|Vocal ensemble:||SWR Vokalensemble: Johanna Zimmer soprano solo, Sabine Czinczel contralto solo|
|Instrumental ensemble:||PMCE Parco della Musica Contemporanea Ensemble: Manuel Zurria flute, Luca Sanzò viola, Anna Maria Armatys cello, Flavio Tanzi percussion, Giulia Tagliavia celesta, Massimo Ceccarelli double bass, Tonino Battista coordination|
|In co-production with:||Fondazione Musica per Roma|
SWR Vokalensemble / PMCE Parco della Musica Contemporanea Ensemble
One of the most acknowledged composers of his generation, Francesco Filidei will present the world premiere of Tutto in una volta, piece for two choirs built on Nanni Balestrini’s experimental architectural language and commissioned by the SWR Vokalensemble. Tutto in una volta is the last of the poems from the Ma noi facciamone un’altra collection written by this Neo-avant-garde poet between 1964 and 1968. Balestrini’s text is a sequence of ultra-short verses made up of simple two or three syllable words which endlessly postpone ultimate meaning. Frequent recurrences punctuate the present-past-future time framework and free the ambiguities of their meanings around every corner in a trajectory which ultimately opens up into a further space. As the composer put it “music accompanies the poetry’s fluidity, triggering a series of chords whosenuances change slightly as the music progresses in a kaleidoscope of images fragmented by choir sections.”
Rothko Chapel (1971) by Morton Feldman, like many works by the American composer, is inspired by the large canvases of American abstract expressionism, in this case the octagonal Rothko Chapel, for which fourteen paintings from Mark Rothko were commissioned. The artist committed suicide just a few months after completing the work: it was to pay tribute to him that the Rothko Chapel’s patrons commissioned from Feldman a piece of music devoted to his last great painterly act. Attuned to the spirituality which Rothko’s paintings communicate, the choir and solo vocal work is wordless and reduced to a murmur. The instrumentation is also reduced to the viola, with an opening solo punctuated with interjections from the timpani and a finale whose quasi-Jewish melody is accompanied by brief highlights of the vibraphone, which concludes the piece on a succession of four repeated notes, as if to underline the never-ending passage of time.

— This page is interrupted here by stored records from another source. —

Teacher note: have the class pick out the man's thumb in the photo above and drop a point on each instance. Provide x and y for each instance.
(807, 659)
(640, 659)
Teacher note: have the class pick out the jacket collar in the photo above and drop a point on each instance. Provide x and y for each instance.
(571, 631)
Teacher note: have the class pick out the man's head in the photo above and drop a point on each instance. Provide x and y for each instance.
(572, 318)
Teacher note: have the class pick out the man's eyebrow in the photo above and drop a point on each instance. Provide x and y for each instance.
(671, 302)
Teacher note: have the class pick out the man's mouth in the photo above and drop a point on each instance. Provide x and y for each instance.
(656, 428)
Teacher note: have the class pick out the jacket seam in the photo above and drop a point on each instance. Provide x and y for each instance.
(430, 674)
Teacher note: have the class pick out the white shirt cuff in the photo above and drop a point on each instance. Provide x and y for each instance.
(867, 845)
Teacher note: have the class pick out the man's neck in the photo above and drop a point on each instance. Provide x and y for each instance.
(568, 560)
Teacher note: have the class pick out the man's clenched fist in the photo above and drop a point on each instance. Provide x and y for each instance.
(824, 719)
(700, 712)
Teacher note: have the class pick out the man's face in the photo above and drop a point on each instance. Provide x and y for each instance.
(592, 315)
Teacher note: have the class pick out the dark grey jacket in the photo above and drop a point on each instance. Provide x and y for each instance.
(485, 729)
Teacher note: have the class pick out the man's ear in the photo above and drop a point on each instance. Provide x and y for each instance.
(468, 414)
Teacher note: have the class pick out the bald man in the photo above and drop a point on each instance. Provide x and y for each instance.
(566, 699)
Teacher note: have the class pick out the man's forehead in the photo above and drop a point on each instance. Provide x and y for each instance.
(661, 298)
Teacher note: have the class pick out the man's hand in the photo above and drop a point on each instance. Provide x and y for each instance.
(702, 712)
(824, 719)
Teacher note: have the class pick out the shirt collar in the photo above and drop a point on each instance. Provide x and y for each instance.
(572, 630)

Israeli-Palestine composer Samir Odeh-Tamimi was born in Jaljuliya, an Arab city in Israel in 1970: a performer of traditional Arab music, he later studied musicology and composition at Kiel and Bremen. In Venice he will present the piece titled Timna, inspired by the capital of an ancient southern Arabian capital (now Yemen) founded at the end of the 7th century BC. Odeh-Tamimi imagined the rites practised in the temples of this pre-Islamic civilisation and came up with this piece on the basis of a musical language which is an original blend of Western avant-garde and traditional Arabian music. Written by Odeh-Tamimi himself, the text was inspired by an archaic Arabic deriving from the ancient Sumerian language. Composed for mixed choir, flute, viola, cello, double bass and percussion, including ethnic instruments such as shekere and Chinese drums played by the singers, Timna’s world premiere took place on 9th February 2020 in Stuttgart at the Festival ECLAT.